We take solace in our religion and our belief of a life hereafter. We will never as a family get over this painful loss. Our hope is that these murderers who killed our sweet boy are punished for the cowardly crime they have committed.

We would like to give our thanks to prosecutor John Price and his junior, Mike Roques, the Crown Prosecution Service, everyone who was involved in the Thames Valley Police investigation, especially our Family Liaison Officers, Det Con Colin McCarlie and Det Con Densel McIntosh and the witnesses who gave evidence. We would also like to thank the residents of Slough and everyone else who has supported us.

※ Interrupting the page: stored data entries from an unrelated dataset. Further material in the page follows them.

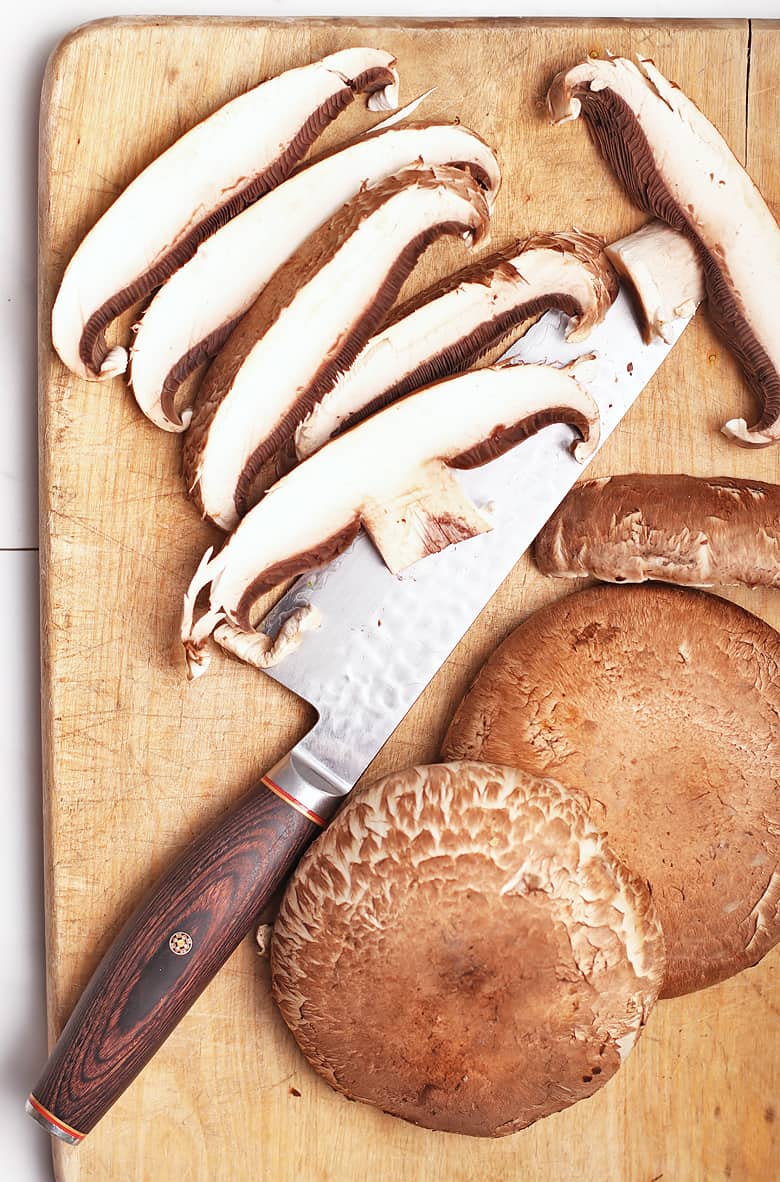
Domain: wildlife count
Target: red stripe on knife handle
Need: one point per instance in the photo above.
(166, 955)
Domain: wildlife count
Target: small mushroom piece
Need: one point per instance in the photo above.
(447, 329)
(206, 177)
(695, 531)
(662, 705)
(391, 474)
(310, 323)
(194, 312)
(663, 274)
(675, 164)
(462, 949)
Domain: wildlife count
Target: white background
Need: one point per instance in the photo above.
(32, 28)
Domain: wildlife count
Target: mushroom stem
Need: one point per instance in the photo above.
(450, 326)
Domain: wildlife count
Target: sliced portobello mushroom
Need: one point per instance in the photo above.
(448, 328)
(674, 163)
(662, 705)
(391, 474)
(309, 324)
(206, 177)
(193, 315)
(697, 531)
(661, 270)
(486, 959)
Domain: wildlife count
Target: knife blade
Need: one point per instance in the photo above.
(382, 640)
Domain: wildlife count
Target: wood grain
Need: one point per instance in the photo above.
(137, 761)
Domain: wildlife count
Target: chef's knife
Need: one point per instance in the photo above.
(382, 640)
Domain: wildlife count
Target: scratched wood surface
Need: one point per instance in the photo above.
(137, 760)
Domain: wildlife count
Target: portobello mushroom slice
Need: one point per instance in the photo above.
(448, 328)
(674, 163)
(696, 531)
(662, 273)
(391, 474)
(194, 312)
(206, 177)
(306, 326)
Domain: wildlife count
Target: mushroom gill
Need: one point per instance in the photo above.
(697, 531)
(202, 180)
(194, 312)
(448, 328)
(392, 474)
(675, 164)
(310, 323)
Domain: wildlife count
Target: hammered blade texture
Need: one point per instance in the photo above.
(383, 636)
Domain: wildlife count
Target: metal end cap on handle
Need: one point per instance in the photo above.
(51, 1123)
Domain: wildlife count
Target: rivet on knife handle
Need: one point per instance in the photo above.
(173, 946)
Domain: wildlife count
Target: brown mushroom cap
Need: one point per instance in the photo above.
(664, 705)
(462, 949)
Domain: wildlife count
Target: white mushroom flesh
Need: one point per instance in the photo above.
(391, 473)
(193, 313)
(446, 331)
(674, 163)
(228, 160)
(310, 323)
(663, 273)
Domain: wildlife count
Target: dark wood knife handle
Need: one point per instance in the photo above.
(167, 954)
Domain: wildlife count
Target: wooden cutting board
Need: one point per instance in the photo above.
(137, 760)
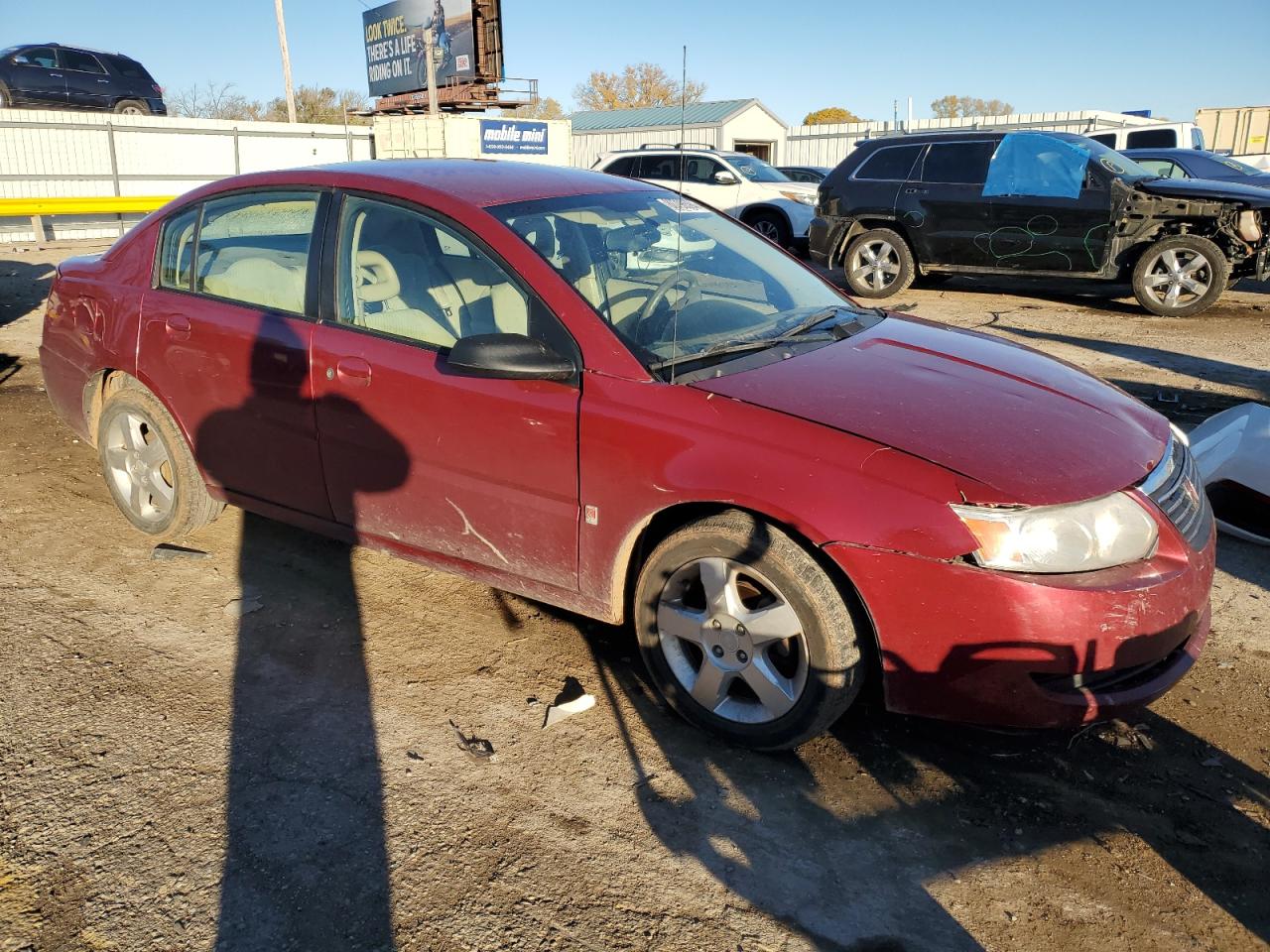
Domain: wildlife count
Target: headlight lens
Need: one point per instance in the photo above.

Post-trial police statement

Detective Chief Inspector Kevin Brown of Thames Valley Police's Major Crime Unit said:

As a result of taunts over Twitter and a minimal altercation at Notting Hill Carnival between two groups of youths, Gordon, Huggins and Clarke from High Wycombe travelled from Notting Hill to Slough, in a car loaned to Huggins, to lie in wait for the other group at Slough Railway Station.

The three of them left Wa-ays dying in the street and it was members of the public who found him and came to his aid. All three defendants travelled back to High Wycombe and two days later Gordon and Huggins took the car and burnt it out in Marlow, destroying evidence.

Wa-ays' family have had to endure not only the tragic loss of their loved one, but also the trauma of a court case in order to see those responsible for Wa-ays' death brought to justice.

Post-trial Crown Prosecution Service statement

Adrian Foster, Chief Crown Prosecutor for Thames and Chiltern Crown Prosecution Service (CPS) said:

The attack is believed to be motivated by a dispute over social media between Gordon and Wa-ays, and a confrontation, which had taken place earlier that evening between the two groups of friends at the carnival.

Gordon, Clarke, and Huggins all answered 'no comment' during police interviews. They were all forensically linked to Wa-ays' death with DNA, telephone evidence (call data and cell site analysis), Automatic Number Plate Recognition (ANPR) and CCTV, but all denied murder. However, they have today been found guilty of murder and manslaughter despite their denials.

The consequences of this incident highlight the significant danger of carrying knives.

We know that nothing will bring Wa-ays back to his family and friends, but we hope that today's convictions and sentences bring them at least a small sense that justice has been done. Our thoughts are very much with them all at this time.

Longer Jail Sentences

The government's chief law officer, the Attorney General, currently the Conservative Member of Parliament for Kenilworth and Southam in Warwickshire, Jeremy Wright QC, appealed to the Appeal Court (Criminal Division) stating the sentences of Antwon Clarke and Kaneel Huggins were too lenient.

On Tuesday, 15 November 2016, the court, comprising Lady Justice Sharp, Mrs Justice Elisabeth Laing and Mr Justice Knowles, agreed. They increased the jail sentence of Antwon Clarke from 9 to 15 years and Kaneel Huggins from 10 to 16 years.

Afterwards the Attorney General said:

These offenders knowingly participated in the plan to assault and injure Wa’ays Dhaye knowing full well that really serious harm or death could be caused.

Knife crime is a real scourge of our society and it’s important that prison terms for this type of crime reflect the seriousness of the offending.